Warnings from just before the error:
Error 1050 Table 't2' already exists 
Error 1698 Could not restore table `events`.`t2`

How to repeat:
http://pb2.norway.sun.com/web.py?template=mysql_show_test_failure&test_failure_id=2311254&...
[15 Sep 20:37] Omer BarNir
to clarify: the title is misleading - this is not a test issue
[10 Nov 22:22] Chuck Bell
The backup_events test is being removed as it is no longer relevant because the test has
been deemed unreliable and does not add value to the quality checking of events and
backup. 

The test has been replaced with the work from BUG#37445.

The following is from an email explaining this decision.

-------8<---------

BACKGROUND
----------
I have run the backup_events test over 200 iterations on three different platforms.

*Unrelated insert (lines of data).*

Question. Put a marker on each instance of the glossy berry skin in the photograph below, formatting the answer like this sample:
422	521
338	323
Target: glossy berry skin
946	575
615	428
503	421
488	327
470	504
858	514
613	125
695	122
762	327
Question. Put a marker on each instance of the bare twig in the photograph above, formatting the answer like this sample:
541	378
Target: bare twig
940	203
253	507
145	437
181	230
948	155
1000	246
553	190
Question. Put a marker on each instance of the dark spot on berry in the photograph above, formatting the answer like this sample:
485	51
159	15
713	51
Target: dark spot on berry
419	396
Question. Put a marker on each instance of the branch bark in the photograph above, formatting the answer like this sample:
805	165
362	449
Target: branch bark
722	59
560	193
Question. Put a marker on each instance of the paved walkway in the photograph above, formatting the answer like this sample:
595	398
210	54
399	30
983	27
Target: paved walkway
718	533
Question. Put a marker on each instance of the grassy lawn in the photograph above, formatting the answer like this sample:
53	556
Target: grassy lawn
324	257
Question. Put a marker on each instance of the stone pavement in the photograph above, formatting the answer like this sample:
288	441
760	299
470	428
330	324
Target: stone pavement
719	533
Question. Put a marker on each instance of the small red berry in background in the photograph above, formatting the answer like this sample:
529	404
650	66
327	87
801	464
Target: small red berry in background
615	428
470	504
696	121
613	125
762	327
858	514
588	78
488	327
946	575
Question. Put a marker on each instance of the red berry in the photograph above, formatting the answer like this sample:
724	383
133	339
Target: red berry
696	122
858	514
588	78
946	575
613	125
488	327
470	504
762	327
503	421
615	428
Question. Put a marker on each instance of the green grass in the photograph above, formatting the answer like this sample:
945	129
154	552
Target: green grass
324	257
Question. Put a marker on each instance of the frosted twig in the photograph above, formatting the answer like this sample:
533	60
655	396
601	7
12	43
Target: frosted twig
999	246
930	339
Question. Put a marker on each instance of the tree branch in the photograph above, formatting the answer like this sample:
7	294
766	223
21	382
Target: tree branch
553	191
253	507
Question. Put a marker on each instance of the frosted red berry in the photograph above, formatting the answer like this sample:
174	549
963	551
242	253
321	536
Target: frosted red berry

I am
unable to reproduce the problem described in BUG#47211. However, the test has failed a
number of times in pushbuild. It is my theory that we are seeing yet another
predictability issue WRT the event scheduler thread execution. I think it is entirely
possible that these failures come only when the system is under high contention.

It is known and accepted (by most) that testing event firing in MTR is unpredictable. We
have also concluded that test cases that rely on the event scheduler to fire events are
also unpredictable. We concluded that any test cases that rely on a predictable firing of
events should be removed. Furthermore, it is also known that the wait_condition loop
employed in these test cases can be unreliable on some platforms.

The test backup_events has many test cases that rely on the scheduler and wait_condition
loop working predictably. If I were to disable them, I would disable the entire test.

SUMMARY
-------
I think the BUG#37445 concept of disabling events on restore by default is a sound one
and will benefit the users' experience. I have written a new proposed solution in the bug
report that shows it is possible to do this with a minimal of effort and without modifying
the stream format or creating new event states.

Regardless of whether we decide to implement BUG#37445, I think it imperative that we
redesign the event test cases in backup_events to test only that restore can correctly
recreate an event. We should *not* test the firing of events given the unreliable
behavior stated above.

Lastly, I have argued strongly that testing of event firing before or after restore is
well beyond the scope of reasonable testing efforts for the backup team. I understand the
original premise that these tests can verify backup (or restore) do not 'damage' the
firing of events, but that is absurd given what backup and restore does with events.
There is no connection to the event scheduler -- the events are simply stored as a CREATE
statement on backup and later executed on RESTORE. It is enough to establish the verity
that an event is the same after restore as it was before backup. Nothing more need be
done. If you accept this argument, the backup_events test should be dropped. Note: If
BUG#37445 is implemented, that work can reuse the backup_events test replacing the
existing test cases.